«Ho ricevuto il mio invito alla festa di questo mondo; la mia vita è stata benedetta. I miei occhi hanno veduto, le mie orecchie hanno ascoltato. In questa festa dovevo solo suonare il mio strumento musicale: ho eseguito come meglio potevo la parte che mi era stata assegnata. Ora ti chiedo, Signore: è venuto il momento di entrare e di vedere il tuo volto?». Queste parole di Rabindranath Tagore, Nobel per la letteratura del 1913, cantore per eccellenza dell’identità bengalese, potrebbero essere le stesse con cui si è congedato ieri dal mondo padre Marino Rigon, missionario saveriano, morto a Vicenza all’età di 92 anni, dopo più di cinquanta passati in Bangladesh.
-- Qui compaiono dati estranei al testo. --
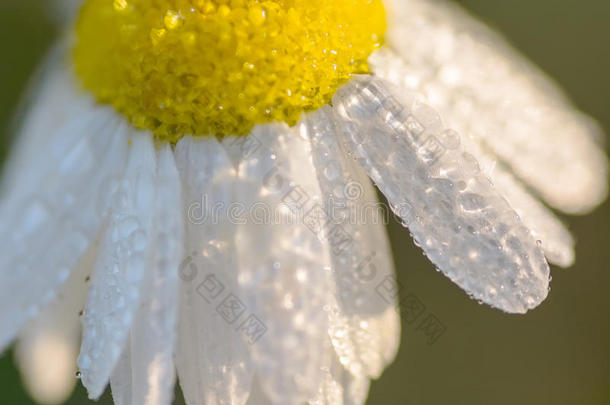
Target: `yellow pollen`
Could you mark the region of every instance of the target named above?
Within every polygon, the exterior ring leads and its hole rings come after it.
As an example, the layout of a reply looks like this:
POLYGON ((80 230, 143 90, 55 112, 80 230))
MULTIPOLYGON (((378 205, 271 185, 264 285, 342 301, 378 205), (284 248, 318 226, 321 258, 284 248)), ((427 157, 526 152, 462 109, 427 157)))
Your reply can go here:
POLYGON ((382 0, 87 0, 76 72, 159 141, 294 125, 383 43, 382 0))

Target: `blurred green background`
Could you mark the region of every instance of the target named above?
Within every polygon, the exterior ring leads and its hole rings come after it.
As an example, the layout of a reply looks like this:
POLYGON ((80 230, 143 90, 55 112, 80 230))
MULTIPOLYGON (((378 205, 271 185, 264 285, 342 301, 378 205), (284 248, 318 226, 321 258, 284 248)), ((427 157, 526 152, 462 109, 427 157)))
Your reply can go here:
MULTIPOLYGON (((56 34, 42 9, 46 1, 0 0, 0 156, 20 92, 56 34)), ((610 130, 610 1, 459 3, 503 32, 610 130)), ((446 332, 428 345, 417 323, 405 323, 398 358, 373 384, 369 404, 610 404, 610 204, 566 221, 578 240, 576 265, 553 269, 549 298, 526 316, 467 298, 392 224, 399 281, 446 332)), ((12 353, 0 357, 0 403, 32 404, 12 353)), ((79 386, 68 403, 90 402, 79 386)), ((110 404, 109 395, 100 403, 110 404)))

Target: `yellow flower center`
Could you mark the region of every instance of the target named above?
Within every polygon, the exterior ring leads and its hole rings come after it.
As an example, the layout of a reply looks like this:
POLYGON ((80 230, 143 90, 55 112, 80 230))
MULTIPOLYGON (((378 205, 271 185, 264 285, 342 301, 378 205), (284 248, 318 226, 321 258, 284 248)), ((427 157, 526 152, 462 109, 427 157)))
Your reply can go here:
POLYGON ((382 0, 88 0, 76 72, 161 141, 245 135, 327 104, 385 32, 382 0))

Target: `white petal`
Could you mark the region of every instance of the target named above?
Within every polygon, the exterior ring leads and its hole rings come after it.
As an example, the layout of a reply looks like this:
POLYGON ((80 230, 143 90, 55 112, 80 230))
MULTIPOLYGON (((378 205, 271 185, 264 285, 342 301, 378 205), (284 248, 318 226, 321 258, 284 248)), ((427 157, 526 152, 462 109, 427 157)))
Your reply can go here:
POLYGON ((321 242, 325 229, 317 215, 320 189, 311 146, 297 129, 261 125, 246 142, 259 147, 235 148, 248 152, 239 165, 236 201, 250 209, 250 222, 237 230, 239 281, 248 313, 266 328, 252 353, 267 395, 300 404, 323 378, 319 349, 327 339, 325 304, 332 291, 328 242, 321 242))
POLYGON ((443 146, 440 116, 393 87, 361 76, 339 89, 333 103, 347 147, 451 280, 507 312, 537 306, 549 267, 535 239, 476 159, 443 146))
POLYGON ((328 366, 321 370, 324 382, 310 405, 363 405, 369 393, 370 379, 347 371, 337 356, 330 353, 328 366))
POLYGON ((105 184, 125 162, 115 122, 100 108, 49 133, 45 153, 32 157, 27 187, 2 202, 0 351, 50 302, 97 236, 105 184))
POLYGON ((388 44, 465 135, 481 139, 545 200, 583 213, 607 195, 600 129, 499 35, 444 1, 387 0, 388 44))
MULTIPOLYGON (((391 81, 405 91, 410 91, 406 80, 411 72, 406 64, 389 49, 383 49, 371 56, 370 62, 375 75, 391 81)), ((412 91, 412 90, 411 90, 412 91)), ((426 88, 421 91, 425 96, 426 88)), ((453 142, 459 141, 458 138, 453 142)), ((483 171, 491 179, 500 194, 504 196, 511 207, 532 230, 534 238, 542 242, 546 257, 560 266, 570 266, 574 262, 574 240, 561 221, 553 215, 542 203, 534 198, 502 163, 479 145, 476 139, 463 137, 463 146, 468 153, 474 155, 483 171)))
POLYGON ((83 318, 78 366, 92 399, 104 392, 140 303, 142 278, 153 254, 155 178, 152 137, 135 134, 125 174, 111 197, 83 318))
POLYGON ((176 359, 180 385, 189 405, 244 404, 254 368, 248 345, 236 329, 241 320, 222 310, 223 303, 238 303, 242 296, 237 281, 235 224, 224 210, 214 210, 233 202, 238 187, 235 169, 214 138, 180 140, 176 160, 185 196, 188 255, 180 266, 176 359), (228 315, 228 320, 222 314, 228 315))
POLYGON ((384 210, 366 174, 339 144, 330 107, 308 114, 302 130, 312 143, 314 166, 336 235, 331 258, 339 305, 329 311, 331 339, 348 370, 378 378, 393 360, 400 340, 396 296, 384 295, 379 288, 387 287, 385 283, 394 285, 384 210), (383 317, 392 316, 393 323, 378 325, 383 317))
POLYGON ((142 303, 130 339, 111 378, 116 405, 170 405, 174 397, 174 348, 178 326, 178 273, 183 216, 180 178, 169 145, 158 152, 153 248, 142 303))
POLYGON ((55 300, 19 336, 17 364, 28 392, 38 403, 63 403, 76 385, 79 313, 85 306, 86 282, 96 252, 96 247, 89 249, 55 300))

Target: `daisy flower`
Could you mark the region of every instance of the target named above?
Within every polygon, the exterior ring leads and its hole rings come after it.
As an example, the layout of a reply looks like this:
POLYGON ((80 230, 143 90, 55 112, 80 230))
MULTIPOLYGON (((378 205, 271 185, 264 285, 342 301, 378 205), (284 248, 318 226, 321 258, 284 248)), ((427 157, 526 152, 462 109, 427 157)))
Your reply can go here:
POLYGON ((86 0, 5 171, 0 350, 44 403, 78 364, 116 404, 362 404, 400 335, 373 183, 524 313, 574 260, 541 200, 606 197, 600 134, 450 3, 86 0))

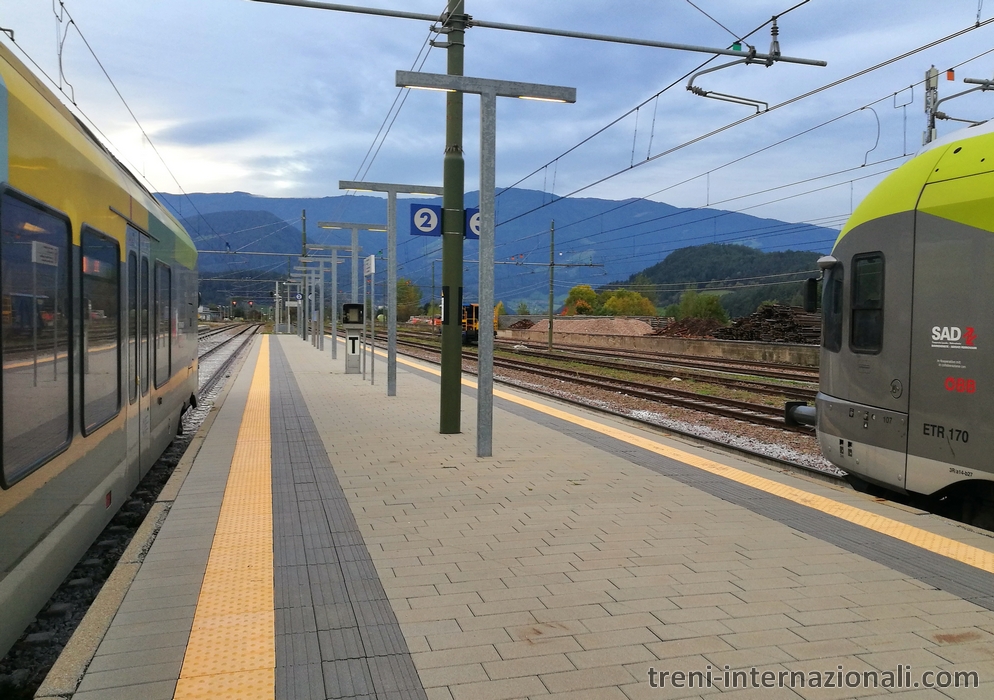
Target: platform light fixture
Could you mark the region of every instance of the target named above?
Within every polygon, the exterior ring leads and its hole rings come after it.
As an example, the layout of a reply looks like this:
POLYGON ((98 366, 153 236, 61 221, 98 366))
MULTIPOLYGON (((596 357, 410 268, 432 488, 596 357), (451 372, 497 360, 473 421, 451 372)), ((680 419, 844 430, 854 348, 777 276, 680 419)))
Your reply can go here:
POLYGON ((359 303, 359 231, 385 233, 383 224, 357 224, 348 221, 319 221, 318 228, 345 229, 352 231, 352 303, 359 303))
POLYGON ((339 180, 341 190, 387 193, 387 396, 397 395, 397 195, 441 197, 441 187, 339 180))

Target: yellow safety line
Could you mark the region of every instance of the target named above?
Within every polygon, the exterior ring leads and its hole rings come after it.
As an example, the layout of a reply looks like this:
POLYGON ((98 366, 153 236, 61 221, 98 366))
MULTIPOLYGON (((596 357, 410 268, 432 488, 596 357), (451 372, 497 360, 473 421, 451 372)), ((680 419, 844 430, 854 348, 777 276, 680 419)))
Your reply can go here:
POLYGON ((275 697, 269 420, 263 336, 174 698, 275 697))
MULTIPOLYGON (((421 364, 399 357, 397 358, 397 361, 411 367, 416 367, 422 371, 430 372, 431 374, 441 375, 441 372, 433 367, 425 367, 421 364)), ((475 382, 467 379, 463 379, 462 383, 467 386, 476 387, 475 382)), ((588 430, 601 433, 602 435, 607 435, 617 440, 627 442, 629 445, 641 447, 644 450, 654 452, 658 455, 662 455, 663 457, 675 459, 678 462, 683 462, 684 464, 688 464, 692 467, 697 467, 698 469, 710 472, 711 474, 716 474, 740 484, 751 486, 752 488, 760 491, 780 496, 788 501, 793 501, 794 503, 808 506, 809 508, 819 510, 823 513, 834 515, 836 518, 841 520, 859 525, 860 527, 865 527, 868 530, 873 530, 874 532, 879 532, 883 535, 889 535, 895 539, 899 539, 903 542, 907 542, 908 544, 929 552, 934 552, 935 554, 939 554, 949 559, 954 559, 977 569, 981 569, 982 571, 994 573, 994 553, 978 547, 964 544, 963 542, 958 542, 948 537, 943 537, 942 535, 937 535, 934 532, 929 532, 928 530, 923 530, 919 527, 908 525, 883 515, 877 515, 876 513, 871 513, 861 508, 840 503, 839 501, 834 501, 831 498, 818 496, 804 491, 803 489, 787 486, 777 481, 773 481, 772 479, 750 474, 749 472, 741 469, 719 464, 718 462, 713 462, 709 459, 705 459, 704 457, 698 457, 690 454, 689 452, 668 447, 656 442, 655 440, 635 435, 626 430, 603 425, 587 418, 581 418, 580 416, 573 415, 572 413, 567 413, 566 411, 561 411, 535 401, 530 401, 529 399, 521 398, 520 396, 515 396, 514 394, 509 394, 505 391, 500 391, 499 389, 494 390, 494 396, 499 396, 502 399, 511 401, 520 406, 526 406, 532 410, 545 413, 549 416, 554 416, 560 420, 568 421, 574 425, 579 425, 587 428, 588 430)))

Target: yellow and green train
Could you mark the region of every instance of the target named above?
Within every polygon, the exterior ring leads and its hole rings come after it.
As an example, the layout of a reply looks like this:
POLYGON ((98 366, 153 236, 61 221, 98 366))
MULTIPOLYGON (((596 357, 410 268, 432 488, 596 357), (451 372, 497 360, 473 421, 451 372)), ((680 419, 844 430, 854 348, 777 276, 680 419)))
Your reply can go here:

Se c’è uno che ha fatto conoscere in Italia il padre della patria letterario del Bangladesh - terzo Paese musulmano al mondo, che tra poche settimane papa Francesco visiterà - questi è proprio padre Rigon, che di Tagore ha tradotto innumerevoli opere. Era il lontano 1964 quando padre Marino presentò il manoscritto con la sua traduzione, dall’originale lingua bengoli, delle liriche di Ghitangioli a Ugo Guanda, il quale lo diede poi alle stampe: la prima di una fortunata serie di opere tradotte da Rigon. Non solo: fu proprio il saveriano a studiare a fondo l’opera del grande poeta e mistico, cui si devono le parole dell’inno nazionale del Bangladesh («O mio Bengala dorato, ti voglio bene!»), rintracciando tutta una serie di rimandi cristologici che confluirono nell’importante opera Il Cristo secondo Tagore.
Padre Rigon è stato un uomo di cultura, molto apprezzato e spesso cercato dai media in Bangladesh, ma soprattutto un grande missione Originario di Villaverla (Vicenza), dov’era nato nel 1925, figlio di una maestra e di un contadino, entrò nelle file dei saveriani nel 1938, all’età di 13 anni. Ordinato prete nel 1951, il giovane venne assegnato, dopo un breve periodo in Italia, all’allora Pakistan orientale, terra di monsoni e di miseria dilagante. Quando il Bangladesh diventa indipendente dal Pakistan occidentale, nel 1971, padre Marino condivide con la sua gente i rischi del conflitto e della violenza.
Poi, finita la guerra, si adopera per costruire scuole e ostelli per i più poveri, cooperative popolari per dare lavoro alle donne. Il fiore all’occhiello saranno i centri di cucito e ricamo che valorizzano l’antica arte del Nokshi Khanta, preziosi arazzi ottenuti con migliaia di piccolissimi punti. Tranne alcuni breve ritorni in patria e un soggiorno in Canada per conseguire una laurea in sociologia, padre Marino ha consumato la sua esistenza nel sud-ovest del Bengala, ai margini della foresta salgariana del Sunderborn.